Health experts, too, are saying that masking up is effective in preventing the spread of Covid-19, and they also advised the public to go for their booster shots.
Taking the first step, the Melaka government said wearing face masks would be made mandatory by Jan 17 in the state if Covid-19 cases record an upward trend.
State health and anti-drug committee chairman Dr Muhamad Akmal Saleh said the preemptive measure of making face masks a must in public areas is in line with the increasing number of global Covid-19 cases.
A check with the Health Ministry’s KKMnow portal showed there were 1,916 active Covid-19 in the state as of Monday.
“We are monitoring the situation and we will not hesitate to make face masks compulsory in public and other premises if the need arises, based on our two-week evaluation of the number of cases reported,” Dr Muhamad Akmal said yesterday.
He also urged locals as well as tourists to start wearing face masks with immediate effect.
“We also urge locals to take their booster doses as a precautionary measure, especially the high-risk groups,” he added.
Universiti Malaya public health expert Prof Dr Moy Foong Ming said masking up could be made compulsory on a national scale again if there is an upward trend in Covid-19 cases.
“The trend (of Covid-19 cases) should be monitored closely over a period of two weeks from when China reopens its borders on Jan 8.
“If cases are not drastically increasing, however, reinstating mask wearing may not be needed,” she said, adding that masking up is still highly encouraged in crowded and poorly ventilated areas.“There should also be efforts to promote masking up while allowing premises to have the discretion of requesting shoppers or patrons to mask up.
“At the same time, the uptake of booster doses can be improved especially among the elderly and high-risk groups,” she said, adding that the TRIIS (Test, Report, Isolate, Inform and Seek) method should also be practised.
Prof Moy, who was the principal researcher of a long Covid study conducted by Universiti Malaya’s Department of Social and Preventive Medicine, also advised the public to receive their boosters as soon as possible as a protective measure against any incoming surges.
“A vaccine’s effectiveness wanes over time.

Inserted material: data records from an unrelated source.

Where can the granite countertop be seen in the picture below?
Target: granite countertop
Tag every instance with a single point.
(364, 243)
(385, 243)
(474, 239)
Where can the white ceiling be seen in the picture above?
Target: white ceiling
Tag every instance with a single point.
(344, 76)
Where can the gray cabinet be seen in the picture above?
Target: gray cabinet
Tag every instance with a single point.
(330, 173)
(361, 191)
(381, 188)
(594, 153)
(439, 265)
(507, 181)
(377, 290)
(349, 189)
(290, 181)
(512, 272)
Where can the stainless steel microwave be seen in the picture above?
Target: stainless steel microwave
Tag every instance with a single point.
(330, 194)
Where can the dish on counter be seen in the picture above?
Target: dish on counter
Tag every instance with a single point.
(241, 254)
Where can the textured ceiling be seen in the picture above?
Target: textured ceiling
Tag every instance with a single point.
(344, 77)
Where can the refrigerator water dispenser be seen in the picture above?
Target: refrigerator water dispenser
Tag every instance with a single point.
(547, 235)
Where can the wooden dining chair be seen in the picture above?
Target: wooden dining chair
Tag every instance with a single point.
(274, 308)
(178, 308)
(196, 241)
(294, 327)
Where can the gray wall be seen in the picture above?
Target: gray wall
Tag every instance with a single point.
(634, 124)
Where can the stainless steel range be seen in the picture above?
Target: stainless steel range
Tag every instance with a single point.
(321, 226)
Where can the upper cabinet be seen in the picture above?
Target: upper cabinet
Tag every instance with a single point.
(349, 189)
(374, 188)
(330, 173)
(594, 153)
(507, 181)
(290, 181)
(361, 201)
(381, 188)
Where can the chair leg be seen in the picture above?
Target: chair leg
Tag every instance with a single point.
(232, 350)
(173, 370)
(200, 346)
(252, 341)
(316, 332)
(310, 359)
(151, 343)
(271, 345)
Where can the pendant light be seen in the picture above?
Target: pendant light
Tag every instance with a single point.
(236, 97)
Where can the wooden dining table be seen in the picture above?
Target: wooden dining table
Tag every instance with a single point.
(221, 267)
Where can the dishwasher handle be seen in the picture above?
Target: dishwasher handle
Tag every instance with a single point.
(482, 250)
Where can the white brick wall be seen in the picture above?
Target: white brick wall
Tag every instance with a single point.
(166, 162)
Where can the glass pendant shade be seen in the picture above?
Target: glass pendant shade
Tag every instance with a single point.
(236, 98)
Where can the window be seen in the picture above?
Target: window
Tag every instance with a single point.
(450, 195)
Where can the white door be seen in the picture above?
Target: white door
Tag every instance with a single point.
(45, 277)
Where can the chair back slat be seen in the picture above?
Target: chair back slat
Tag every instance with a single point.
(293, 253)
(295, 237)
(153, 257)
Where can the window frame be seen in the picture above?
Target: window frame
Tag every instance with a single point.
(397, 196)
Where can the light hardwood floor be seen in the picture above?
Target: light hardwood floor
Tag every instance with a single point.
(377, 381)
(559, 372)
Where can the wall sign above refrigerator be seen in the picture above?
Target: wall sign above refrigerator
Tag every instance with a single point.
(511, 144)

Those aged 60 and above as well as high-risk groups should also take a second booster shot if their last (booster) was more than six months ago,” she said.
On any impending movement control order, Dr Moy said it is inevitable if the mortality rate increases due to the virus.

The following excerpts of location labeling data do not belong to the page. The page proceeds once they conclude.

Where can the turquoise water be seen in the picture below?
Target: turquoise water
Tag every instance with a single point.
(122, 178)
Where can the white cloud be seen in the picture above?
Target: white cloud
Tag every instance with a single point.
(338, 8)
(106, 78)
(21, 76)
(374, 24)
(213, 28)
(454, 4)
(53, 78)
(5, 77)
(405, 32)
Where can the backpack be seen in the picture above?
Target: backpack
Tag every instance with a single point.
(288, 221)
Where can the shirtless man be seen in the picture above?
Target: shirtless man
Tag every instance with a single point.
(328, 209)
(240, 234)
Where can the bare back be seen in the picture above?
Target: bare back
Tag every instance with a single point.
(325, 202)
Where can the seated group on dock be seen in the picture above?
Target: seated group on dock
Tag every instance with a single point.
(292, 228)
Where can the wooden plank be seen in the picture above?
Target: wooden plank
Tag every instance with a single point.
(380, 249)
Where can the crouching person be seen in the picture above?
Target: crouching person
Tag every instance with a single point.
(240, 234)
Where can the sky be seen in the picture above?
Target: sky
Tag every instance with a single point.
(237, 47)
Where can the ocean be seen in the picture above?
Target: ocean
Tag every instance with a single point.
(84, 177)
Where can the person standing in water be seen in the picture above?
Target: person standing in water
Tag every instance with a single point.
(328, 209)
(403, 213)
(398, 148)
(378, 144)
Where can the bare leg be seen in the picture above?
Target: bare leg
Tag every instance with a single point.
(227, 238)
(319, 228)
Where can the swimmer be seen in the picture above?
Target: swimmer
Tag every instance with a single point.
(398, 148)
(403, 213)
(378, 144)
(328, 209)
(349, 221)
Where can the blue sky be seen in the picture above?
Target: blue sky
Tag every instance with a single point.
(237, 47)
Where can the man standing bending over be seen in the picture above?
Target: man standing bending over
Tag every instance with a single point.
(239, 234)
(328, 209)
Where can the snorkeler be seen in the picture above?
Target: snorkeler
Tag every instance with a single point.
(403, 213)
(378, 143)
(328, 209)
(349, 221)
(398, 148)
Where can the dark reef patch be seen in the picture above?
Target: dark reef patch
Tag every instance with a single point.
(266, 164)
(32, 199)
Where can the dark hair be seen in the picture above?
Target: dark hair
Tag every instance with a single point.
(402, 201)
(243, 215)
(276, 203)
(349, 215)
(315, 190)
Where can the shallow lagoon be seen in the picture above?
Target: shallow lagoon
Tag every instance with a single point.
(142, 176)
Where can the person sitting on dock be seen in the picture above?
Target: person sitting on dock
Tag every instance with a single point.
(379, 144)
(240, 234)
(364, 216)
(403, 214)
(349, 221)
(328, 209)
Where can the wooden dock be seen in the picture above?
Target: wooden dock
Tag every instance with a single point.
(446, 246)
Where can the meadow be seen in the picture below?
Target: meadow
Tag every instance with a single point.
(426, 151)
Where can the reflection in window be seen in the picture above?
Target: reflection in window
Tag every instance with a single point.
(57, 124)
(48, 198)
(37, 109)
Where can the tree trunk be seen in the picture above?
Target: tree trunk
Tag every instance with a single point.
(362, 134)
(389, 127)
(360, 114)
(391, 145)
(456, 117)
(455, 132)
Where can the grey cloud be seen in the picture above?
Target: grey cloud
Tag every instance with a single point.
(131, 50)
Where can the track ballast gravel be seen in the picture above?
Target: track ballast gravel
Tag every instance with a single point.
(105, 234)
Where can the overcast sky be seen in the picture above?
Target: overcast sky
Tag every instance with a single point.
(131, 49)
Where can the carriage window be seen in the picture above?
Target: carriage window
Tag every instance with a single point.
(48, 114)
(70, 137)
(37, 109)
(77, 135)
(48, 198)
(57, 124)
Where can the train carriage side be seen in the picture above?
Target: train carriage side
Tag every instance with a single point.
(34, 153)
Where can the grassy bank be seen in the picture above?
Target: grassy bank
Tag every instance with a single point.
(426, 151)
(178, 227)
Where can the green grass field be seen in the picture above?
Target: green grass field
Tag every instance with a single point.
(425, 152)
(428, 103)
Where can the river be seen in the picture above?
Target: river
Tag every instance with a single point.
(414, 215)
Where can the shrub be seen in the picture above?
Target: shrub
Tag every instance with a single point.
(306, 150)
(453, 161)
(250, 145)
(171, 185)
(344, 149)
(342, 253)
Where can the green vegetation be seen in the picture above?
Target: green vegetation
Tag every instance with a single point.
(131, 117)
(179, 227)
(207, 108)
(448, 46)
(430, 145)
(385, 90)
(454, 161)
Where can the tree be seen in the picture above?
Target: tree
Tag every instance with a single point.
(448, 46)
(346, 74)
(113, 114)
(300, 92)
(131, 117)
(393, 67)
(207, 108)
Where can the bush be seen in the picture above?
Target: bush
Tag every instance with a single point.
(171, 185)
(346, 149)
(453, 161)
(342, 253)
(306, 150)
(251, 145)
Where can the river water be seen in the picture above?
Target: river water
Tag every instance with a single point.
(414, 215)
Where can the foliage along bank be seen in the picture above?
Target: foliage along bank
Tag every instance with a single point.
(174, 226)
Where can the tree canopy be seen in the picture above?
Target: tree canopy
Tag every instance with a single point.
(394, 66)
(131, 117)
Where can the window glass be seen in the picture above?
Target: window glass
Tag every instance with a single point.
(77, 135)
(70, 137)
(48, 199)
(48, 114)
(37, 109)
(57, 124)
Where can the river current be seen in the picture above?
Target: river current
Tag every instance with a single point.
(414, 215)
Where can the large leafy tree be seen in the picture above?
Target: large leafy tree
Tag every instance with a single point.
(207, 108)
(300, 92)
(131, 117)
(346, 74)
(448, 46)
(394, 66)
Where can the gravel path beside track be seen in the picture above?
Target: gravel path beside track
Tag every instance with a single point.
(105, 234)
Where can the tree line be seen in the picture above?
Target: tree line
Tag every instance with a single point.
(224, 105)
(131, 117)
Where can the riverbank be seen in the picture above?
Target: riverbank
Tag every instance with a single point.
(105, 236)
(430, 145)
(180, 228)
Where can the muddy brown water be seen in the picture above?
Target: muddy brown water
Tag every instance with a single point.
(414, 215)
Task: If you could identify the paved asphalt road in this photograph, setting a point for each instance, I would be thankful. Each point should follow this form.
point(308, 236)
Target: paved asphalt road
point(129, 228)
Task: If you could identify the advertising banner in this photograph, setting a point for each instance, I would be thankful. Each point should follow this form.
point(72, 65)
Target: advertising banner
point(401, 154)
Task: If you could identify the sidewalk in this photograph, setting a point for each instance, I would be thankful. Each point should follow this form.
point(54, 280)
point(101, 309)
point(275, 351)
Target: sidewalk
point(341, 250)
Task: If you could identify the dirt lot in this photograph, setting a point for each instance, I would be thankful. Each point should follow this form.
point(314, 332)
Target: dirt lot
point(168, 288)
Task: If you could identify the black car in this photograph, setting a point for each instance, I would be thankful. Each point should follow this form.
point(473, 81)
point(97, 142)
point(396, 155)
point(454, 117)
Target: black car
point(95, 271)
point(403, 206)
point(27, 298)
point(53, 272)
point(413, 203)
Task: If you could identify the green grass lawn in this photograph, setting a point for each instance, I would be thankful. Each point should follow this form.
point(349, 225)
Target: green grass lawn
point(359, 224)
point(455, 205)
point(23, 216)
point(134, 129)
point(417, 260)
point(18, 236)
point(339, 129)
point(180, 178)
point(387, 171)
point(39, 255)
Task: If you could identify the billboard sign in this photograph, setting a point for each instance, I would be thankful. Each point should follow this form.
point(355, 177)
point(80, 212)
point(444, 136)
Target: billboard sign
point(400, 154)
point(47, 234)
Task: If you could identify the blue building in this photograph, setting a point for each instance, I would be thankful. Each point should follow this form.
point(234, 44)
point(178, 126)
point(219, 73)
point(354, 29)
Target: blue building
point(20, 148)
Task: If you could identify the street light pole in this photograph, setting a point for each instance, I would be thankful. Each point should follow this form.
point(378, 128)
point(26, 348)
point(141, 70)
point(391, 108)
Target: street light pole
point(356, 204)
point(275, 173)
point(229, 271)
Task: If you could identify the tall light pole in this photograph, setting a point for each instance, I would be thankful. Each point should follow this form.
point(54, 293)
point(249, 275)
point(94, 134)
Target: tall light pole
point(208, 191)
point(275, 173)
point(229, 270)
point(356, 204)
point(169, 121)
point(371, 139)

“Another MCO may however not be necessary if impending Covid-19 surges only see an increasing number of cases, and not hospitalisation or mortality rates.
“Imposing another MCO is also detrimental to the country’s economy, as well as the livelihood and mental health status of the people,” she said.
Universiti Kebangsaan Malaysia public health expert Prof Dr Sharifa Ezat Wan Puteh also strongly encouraged the public to mask up both indoors and outdoors at least for the coming month.
“It does not have to be mandatory but rather prioritised, in tandem with practising personal hygiene measures such as washing hands and sanitising.
“If the Covid-19 situation, however, reaches the point similar to the outbreak in early 2020 and during the Delta wave, then masking must be reinstated, along with possibly another vaccination rollout as a safety measure,” she said, adding that she however does not foresee another severe outbreak.
Prof Sharifa Ezat said mask wearing is also one of the ways to protect against Covid-19, and it is also cost-friendly.
“Covid-19 is transmitted through droplets and wearing a mask helps prevent transmission. It also protects against influenza and other related viruses,” she said.
Employers too should provide their staff with the option of working remotely as a precaution, she added.